Unnamed: 0_level_0,BETR801,FR04014,London Westminster,london_mg_per_cubic,ratio_paris_antwerp
datetime,Unnamed: 1_level_1,Unnamed: 2_level_1,Unnamed: 3_level_1,Unnamed: 4_level_1,Unnamed: 5_level_1
2019-05-07 02:00:00,,,23.0,43.286,
2019-05-07 03:00:00,50.5,25.0,19.0,35.758,0.49505
2019-05-07 04:00:00,45.0,27.7,19.0,35.758,0.615556
2019-05-07 05:00:00,,50.4,16.0,30.112,
2019-05-07 06:00:00,,61.9,,,


The `rename()` function can be used for both row labels and column labels.
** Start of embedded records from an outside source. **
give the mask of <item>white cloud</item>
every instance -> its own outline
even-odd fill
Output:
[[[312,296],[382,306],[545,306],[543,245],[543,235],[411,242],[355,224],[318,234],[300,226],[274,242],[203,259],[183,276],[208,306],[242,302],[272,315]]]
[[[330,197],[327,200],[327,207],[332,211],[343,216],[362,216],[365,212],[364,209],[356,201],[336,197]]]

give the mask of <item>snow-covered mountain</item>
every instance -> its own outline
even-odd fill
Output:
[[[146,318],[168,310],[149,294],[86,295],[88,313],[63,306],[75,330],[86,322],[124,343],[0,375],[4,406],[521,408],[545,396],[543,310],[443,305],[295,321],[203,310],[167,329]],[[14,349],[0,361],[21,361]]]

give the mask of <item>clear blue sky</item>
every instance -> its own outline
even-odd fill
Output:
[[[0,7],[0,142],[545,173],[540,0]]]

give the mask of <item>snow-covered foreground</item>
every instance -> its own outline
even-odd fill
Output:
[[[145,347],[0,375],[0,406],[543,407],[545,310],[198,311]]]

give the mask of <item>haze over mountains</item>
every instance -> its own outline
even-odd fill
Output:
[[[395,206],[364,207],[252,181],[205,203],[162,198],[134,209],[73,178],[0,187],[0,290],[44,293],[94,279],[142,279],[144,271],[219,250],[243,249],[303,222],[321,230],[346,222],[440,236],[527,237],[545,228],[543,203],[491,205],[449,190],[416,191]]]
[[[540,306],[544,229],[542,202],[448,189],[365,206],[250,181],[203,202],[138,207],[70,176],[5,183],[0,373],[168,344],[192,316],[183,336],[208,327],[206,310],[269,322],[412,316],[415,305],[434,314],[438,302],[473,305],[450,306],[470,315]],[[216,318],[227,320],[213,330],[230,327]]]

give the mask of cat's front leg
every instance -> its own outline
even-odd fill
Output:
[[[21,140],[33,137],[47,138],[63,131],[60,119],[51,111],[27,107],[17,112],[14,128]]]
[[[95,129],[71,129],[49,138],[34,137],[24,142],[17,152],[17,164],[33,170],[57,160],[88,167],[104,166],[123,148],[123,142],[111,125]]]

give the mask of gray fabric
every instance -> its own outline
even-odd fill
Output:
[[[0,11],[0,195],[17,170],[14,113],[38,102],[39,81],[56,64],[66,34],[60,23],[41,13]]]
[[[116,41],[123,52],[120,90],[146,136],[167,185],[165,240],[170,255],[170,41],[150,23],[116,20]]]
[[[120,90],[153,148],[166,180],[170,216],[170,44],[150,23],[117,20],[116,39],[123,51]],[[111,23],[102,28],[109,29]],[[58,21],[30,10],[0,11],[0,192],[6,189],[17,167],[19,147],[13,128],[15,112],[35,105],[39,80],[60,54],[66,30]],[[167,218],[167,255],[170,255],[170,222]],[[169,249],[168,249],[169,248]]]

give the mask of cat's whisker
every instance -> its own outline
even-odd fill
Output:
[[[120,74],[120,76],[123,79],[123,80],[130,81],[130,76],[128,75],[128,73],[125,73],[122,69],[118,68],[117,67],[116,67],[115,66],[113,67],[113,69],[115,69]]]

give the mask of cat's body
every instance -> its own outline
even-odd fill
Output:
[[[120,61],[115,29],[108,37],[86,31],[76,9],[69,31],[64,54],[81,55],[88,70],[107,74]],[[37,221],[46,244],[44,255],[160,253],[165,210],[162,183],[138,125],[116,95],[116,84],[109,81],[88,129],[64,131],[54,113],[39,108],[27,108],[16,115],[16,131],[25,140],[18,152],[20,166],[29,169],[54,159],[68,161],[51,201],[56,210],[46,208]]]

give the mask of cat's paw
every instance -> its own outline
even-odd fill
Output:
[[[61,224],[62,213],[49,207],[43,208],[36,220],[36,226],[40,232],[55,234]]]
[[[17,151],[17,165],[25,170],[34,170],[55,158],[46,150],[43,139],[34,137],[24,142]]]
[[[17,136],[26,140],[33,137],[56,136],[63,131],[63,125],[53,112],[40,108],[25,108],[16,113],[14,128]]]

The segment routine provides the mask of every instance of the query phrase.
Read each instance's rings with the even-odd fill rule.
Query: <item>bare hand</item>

Provide a dicitonary with the keys as the currentnames and the values as the corresponding new column names.
> The mapping doesn't have to be restricted to fixed names only, but can be a mapping function as well. For example, converting the column names to lowercase letters can be done using a function as well:

In [10]:
air_quality_renamed = air_quality_renamed.rename(columns=str.lower)

In [11]:
air_quality_renamed.head()

Unnamed: 0_level_0,betr801,fr04014,london westminster,london_mg_per_cubic,ratio_paris_antwerp
datetime,Unnamed: 1_level_1,Unnamed: 2_level_1,Unnamed: 3_level_1,Unnamed: 4_level_1,Unnamed: 5_level_1
2019-05-07 02:00:00,,,23.0,43.286,
2019-05-07 03:00:00,50.5,25.0,19.0,35.758,0.49505
2019-05-07 04:00:00,45.0,27.7,19.0,35.758,0.615556
2019-05-07 05:00:00,,50.4,16.0,30.112,
2019-05-07 06:00:00,,61.9,,,


## REMEMBER
* Create a new column by assigning the output to the DataFrame with a new column name in between the `[]`.

* Operations are element-wise, no need to loop over rows.

* Use `rename()` with a dictionary or function argument to rename row labels or column names.